Educar - A rádio comunitária deve se comportar – sempre! – como uma escola. Sua função maior é ensinar. Por isso, quem faz rádio comunitária tem uma grande responsabilidade junto à comunidade.

Promover a arte e a cultura - Uma das missões da RC é promover os artistas locais, e a arte de qualidade. É através da rádio que a comunidade conhece os seus artistas. [...] A rádio promove a cultura ao mostrar os hábitos locais, as tradições, a música de raiz e a música moderna; ao levar informações importantes de outras regiões; ao estimular a busca do conhecimento.

Aprender com o povo - A boa rádio comunitária é aquela que se constrói com o povo, com a sua comunidade. É aquela que aprende na troca de informações entre a comunidade.

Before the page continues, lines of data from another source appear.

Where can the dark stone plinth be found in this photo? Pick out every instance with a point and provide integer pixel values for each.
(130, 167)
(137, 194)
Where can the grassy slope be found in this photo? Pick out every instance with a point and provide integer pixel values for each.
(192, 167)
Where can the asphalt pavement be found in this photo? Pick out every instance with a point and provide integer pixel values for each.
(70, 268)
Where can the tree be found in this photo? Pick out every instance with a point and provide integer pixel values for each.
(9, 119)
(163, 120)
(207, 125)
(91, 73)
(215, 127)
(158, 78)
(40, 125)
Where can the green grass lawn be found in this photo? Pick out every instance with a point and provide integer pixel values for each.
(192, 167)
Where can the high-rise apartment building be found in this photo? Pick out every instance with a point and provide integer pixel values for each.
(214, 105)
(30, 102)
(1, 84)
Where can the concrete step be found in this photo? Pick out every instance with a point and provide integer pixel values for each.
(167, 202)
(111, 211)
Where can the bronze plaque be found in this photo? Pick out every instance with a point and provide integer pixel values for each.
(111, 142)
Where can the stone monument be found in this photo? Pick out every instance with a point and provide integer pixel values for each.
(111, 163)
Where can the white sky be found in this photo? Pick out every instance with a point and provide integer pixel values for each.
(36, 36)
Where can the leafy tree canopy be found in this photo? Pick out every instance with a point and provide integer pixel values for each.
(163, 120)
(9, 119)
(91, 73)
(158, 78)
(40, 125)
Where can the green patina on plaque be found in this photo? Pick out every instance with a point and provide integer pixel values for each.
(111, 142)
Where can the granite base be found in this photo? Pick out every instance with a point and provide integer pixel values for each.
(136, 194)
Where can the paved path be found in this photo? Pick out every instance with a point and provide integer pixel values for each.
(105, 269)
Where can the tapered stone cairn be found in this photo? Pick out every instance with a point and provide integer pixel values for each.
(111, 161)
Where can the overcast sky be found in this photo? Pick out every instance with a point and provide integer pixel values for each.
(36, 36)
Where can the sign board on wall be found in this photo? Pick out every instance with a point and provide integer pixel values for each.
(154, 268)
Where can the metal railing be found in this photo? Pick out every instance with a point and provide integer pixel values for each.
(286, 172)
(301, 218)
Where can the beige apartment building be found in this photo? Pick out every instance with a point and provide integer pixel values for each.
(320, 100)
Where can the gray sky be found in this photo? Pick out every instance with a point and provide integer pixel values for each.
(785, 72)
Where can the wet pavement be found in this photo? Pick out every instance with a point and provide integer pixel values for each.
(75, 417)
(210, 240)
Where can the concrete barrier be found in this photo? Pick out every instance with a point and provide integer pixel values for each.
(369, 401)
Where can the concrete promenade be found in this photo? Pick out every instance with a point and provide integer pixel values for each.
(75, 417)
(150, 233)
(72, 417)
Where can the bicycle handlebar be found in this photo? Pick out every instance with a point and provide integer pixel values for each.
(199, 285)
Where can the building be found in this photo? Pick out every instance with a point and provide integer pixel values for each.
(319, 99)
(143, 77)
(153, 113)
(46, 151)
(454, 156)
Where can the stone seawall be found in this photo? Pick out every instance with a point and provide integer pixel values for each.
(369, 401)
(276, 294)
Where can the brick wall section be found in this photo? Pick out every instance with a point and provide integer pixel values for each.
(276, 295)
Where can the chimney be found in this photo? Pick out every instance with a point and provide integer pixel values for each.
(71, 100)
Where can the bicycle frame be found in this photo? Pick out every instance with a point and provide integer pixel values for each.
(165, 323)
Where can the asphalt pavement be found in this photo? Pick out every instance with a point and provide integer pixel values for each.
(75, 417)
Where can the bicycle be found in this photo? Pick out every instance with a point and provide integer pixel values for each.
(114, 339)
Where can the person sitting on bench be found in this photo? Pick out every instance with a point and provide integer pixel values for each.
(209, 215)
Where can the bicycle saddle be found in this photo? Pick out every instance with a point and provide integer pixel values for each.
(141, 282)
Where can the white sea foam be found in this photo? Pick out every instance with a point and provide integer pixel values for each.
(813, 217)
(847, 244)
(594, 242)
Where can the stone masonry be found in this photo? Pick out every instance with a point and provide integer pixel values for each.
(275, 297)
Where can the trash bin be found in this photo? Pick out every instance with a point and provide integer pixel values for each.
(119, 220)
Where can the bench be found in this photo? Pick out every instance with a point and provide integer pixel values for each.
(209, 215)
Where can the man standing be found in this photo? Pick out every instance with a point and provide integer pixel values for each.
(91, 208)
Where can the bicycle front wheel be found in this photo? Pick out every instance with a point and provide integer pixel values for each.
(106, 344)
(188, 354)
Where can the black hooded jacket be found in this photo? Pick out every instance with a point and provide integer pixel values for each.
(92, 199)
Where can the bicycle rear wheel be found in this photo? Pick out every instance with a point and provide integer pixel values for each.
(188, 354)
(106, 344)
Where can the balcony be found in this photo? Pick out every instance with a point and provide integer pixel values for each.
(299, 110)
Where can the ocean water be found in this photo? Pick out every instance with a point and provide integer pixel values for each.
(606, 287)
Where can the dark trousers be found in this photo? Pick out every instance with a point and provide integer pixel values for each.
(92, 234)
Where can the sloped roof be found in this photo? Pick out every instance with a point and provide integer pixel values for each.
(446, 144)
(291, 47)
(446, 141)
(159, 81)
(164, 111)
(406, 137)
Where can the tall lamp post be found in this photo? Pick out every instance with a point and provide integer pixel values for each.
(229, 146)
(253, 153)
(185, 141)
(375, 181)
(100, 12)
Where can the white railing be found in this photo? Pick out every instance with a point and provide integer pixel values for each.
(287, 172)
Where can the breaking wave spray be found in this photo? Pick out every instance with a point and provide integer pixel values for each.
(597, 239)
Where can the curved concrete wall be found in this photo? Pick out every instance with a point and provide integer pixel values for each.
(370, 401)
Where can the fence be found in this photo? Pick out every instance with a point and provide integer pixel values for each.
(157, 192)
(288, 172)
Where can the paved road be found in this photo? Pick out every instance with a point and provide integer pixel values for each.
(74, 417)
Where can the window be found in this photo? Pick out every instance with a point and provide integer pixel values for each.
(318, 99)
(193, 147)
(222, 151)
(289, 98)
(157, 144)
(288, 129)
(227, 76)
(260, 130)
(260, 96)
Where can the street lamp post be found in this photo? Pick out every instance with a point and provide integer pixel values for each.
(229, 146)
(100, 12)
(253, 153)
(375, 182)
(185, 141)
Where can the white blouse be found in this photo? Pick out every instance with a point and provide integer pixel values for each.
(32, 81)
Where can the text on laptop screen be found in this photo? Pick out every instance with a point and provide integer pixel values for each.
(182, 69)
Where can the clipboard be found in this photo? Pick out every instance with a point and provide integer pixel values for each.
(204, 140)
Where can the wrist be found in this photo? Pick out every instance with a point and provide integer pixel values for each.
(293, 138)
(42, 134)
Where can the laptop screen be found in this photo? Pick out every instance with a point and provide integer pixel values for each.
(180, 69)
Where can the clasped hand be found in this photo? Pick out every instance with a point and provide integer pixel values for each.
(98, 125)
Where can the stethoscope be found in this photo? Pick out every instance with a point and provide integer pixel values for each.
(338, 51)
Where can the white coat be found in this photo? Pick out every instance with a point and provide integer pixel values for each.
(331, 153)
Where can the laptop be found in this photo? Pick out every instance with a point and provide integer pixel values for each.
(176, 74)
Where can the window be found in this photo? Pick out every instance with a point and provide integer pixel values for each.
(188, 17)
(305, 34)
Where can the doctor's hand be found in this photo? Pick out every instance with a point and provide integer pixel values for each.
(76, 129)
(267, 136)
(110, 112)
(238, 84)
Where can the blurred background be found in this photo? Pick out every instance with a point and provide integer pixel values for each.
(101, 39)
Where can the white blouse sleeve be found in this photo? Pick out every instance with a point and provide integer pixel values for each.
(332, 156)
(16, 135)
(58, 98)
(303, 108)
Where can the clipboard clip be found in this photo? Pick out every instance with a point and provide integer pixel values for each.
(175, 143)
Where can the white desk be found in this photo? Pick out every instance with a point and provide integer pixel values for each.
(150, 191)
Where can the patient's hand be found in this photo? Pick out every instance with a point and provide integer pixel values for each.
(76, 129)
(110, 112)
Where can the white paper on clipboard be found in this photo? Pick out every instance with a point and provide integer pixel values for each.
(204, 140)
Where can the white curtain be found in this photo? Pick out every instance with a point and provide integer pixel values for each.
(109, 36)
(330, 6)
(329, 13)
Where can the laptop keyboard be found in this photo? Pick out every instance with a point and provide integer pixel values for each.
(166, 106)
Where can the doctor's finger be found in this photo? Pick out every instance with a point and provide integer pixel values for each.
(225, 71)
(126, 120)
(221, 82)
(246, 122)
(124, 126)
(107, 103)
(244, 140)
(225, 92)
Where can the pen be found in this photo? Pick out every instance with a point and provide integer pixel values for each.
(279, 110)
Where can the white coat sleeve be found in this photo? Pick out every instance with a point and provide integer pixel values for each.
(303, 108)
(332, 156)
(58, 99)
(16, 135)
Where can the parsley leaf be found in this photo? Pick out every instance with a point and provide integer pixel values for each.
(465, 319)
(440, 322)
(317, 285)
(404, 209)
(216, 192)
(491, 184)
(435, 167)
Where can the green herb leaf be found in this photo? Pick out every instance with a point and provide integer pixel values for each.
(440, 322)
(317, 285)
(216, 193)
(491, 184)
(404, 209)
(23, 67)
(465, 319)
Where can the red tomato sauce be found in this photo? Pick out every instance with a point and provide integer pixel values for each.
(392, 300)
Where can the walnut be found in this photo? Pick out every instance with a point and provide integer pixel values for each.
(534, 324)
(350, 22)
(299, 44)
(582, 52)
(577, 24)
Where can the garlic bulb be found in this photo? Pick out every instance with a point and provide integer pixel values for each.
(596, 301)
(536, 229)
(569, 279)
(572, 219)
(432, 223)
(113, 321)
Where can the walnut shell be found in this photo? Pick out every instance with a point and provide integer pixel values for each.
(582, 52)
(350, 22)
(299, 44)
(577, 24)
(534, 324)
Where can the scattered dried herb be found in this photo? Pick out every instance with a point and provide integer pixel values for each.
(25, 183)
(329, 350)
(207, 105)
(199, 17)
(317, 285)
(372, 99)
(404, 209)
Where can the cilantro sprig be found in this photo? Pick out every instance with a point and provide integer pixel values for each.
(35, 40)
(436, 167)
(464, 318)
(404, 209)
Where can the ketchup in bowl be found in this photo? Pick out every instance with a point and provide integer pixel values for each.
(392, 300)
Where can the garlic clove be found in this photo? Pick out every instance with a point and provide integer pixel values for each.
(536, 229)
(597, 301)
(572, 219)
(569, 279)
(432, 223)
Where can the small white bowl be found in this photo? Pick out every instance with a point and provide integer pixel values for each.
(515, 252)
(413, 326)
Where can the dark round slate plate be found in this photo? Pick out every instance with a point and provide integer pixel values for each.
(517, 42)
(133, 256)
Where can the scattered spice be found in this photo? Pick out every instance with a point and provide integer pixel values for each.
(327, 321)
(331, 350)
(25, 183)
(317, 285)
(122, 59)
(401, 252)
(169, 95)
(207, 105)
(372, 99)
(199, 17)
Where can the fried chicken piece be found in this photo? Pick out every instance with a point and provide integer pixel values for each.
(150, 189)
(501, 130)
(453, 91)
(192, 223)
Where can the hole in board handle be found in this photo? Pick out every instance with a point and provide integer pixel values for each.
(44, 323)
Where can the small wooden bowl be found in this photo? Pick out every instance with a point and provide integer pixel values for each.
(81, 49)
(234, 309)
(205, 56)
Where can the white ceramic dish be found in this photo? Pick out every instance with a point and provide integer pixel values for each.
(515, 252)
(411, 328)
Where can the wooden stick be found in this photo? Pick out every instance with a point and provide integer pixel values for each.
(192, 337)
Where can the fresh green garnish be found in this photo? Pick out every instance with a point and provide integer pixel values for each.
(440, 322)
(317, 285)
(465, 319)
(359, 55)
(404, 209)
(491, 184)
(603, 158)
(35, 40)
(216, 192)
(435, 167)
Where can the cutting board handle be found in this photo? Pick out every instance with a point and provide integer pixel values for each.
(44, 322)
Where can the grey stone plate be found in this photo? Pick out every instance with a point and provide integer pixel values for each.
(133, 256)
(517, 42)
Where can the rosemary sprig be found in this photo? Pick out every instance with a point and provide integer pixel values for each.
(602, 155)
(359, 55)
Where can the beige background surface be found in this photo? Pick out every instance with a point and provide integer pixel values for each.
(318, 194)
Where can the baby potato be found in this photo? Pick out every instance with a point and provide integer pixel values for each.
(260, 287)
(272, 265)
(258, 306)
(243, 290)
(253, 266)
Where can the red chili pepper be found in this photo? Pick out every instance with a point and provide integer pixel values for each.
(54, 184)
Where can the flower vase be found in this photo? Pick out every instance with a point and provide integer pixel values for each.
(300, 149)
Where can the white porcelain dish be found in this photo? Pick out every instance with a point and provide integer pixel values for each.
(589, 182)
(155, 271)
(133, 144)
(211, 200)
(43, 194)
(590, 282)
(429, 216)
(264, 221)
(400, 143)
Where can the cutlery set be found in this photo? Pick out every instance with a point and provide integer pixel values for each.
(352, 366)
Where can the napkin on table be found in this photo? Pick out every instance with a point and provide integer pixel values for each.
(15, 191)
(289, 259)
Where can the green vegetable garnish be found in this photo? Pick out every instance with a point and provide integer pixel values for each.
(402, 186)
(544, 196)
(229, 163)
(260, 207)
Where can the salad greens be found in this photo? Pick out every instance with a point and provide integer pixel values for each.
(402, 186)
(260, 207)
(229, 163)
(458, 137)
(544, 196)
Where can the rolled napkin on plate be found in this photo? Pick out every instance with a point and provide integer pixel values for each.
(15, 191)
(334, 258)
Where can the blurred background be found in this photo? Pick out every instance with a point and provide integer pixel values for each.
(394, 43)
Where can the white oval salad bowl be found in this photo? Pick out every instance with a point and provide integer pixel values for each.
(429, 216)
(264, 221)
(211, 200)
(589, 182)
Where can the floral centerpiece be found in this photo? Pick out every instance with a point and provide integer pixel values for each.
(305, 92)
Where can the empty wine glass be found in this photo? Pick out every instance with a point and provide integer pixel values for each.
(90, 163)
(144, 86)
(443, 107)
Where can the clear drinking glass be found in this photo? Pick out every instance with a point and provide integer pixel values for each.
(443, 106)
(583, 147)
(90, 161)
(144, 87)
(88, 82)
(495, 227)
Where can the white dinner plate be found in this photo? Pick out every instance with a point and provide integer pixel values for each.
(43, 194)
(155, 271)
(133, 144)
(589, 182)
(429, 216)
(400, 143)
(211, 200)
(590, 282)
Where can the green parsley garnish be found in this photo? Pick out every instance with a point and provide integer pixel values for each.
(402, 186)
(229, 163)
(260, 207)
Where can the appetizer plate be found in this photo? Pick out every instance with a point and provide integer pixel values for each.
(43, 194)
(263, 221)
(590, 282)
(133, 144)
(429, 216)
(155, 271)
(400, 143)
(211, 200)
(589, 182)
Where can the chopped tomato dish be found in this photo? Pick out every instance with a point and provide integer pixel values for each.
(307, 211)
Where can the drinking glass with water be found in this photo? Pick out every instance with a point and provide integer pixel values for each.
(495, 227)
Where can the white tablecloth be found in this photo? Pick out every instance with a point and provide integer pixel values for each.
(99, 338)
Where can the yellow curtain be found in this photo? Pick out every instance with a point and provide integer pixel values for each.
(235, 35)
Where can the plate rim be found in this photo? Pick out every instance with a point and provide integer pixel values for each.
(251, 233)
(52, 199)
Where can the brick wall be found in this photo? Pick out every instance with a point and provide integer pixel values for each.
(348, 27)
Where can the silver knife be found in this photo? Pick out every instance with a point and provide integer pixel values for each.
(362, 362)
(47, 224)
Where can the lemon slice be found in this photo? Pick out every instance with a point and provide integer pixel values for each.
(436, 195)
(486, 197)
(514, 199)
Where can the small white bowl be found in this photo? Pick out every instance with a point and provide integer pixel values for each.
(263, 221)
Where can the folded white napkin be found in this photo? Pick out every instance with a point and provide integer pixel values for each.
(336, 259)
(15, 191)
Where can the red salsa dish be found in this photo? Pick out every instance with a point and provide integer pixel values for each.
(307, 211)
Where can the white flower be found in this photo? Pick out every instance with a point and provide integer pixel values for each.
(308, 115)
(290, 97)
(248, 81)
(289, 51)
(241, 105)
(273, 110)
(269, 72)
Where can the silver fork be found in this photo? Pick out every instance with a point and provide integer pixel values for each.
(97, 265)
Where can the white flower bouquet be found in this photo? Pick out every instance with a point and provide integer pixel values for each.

Questionar o latifúndio da comunicação - Uma das funções da rádio comunitária é contar a história das rádios comunitárias. E aí, revelar como se constituiu no país o latifúndio da comunicação – o que é, como agem os ruralistas da comunicação.

Fazer a crítica aos meios de comunicação - Como muita gente ainda não percebeu o que representam os grandes meios de comunicação, é importante que a rádio faça a crítica aos programas e às emissoras.

Enfrentar os grandes temas - Não podemos manter os tabus, preconceitos, discriminações. Precisamos discutir os temas atuais da humanidade, e aqueles que dizem respeito direto à comunidade. Uma das missões da RC é trazer os grandes temas para o debate. A RC é o lugar para se discutir racismo, reforma agrária, aborto, sexualidade precoce, programas infantis, homossexualismo, prostituição,...

Desaprender o que é ultrapassado - Muita coisa que existe no nosso cotidiano a gente sabe que é ultrapassado, mas ainda não enterramos. Em sua maioria, são conceitos e visões que nos foram impostas por essa elite. Cabe à rádio comunitária enterrar esse defunto.

Ser moderna - A RC deve ser moderna, mas não exatamente no sentido tecnológico. Mais importante que usar equipamentos de última geração é a rádio ter uma programação de qualidade, ser educativa, promover a cultura, promover a cidadania, ser criativa, ser honesta com o público. Ser moderna é também ousar na programação, criar programas interessantes, bem- humorados, mas educativos.

Não ter medo do novo - O papel da RC é ser algo diferente, original, algo que não foi feito ainda. Por isso não podemos ter medo do novo. O novo é uma nova idéia, uma nova proposta, um novo programa, uma nova concepção de radiojornalismo.

Mostrar a realidade - (A RC) mostra o lugar, mostra o povo do lugar, mostra o país. Debate questões locais, nacionais, internacionais. [...] Mobiliza o povo para as grandes causas. Provoca a reflexão e a ação.

Cumpre ainda observar uma questão conexa. Na definição do que é rádio comunitária, intencionalmente não estabelecemos distinção entre aquelas que transmitem por radiofreqüência (usando transmissores) ou “por fios”, como é o caso das rádios “de poste” ou “rádios cornetas”. A Lei 9.612/98 trata exclusivamente de

RC em radiofrequência. Não faz referência às “rádios cornetas”. Estas, para funcionar, precisam de alvará da Prefeitura - não é da competência do Ministério das Comunicações opinar sobre o tema. De acordo com os critérios de qualidade aqui apresentados, também “rádios- cornetas” podem ser consideradas comunitárias78.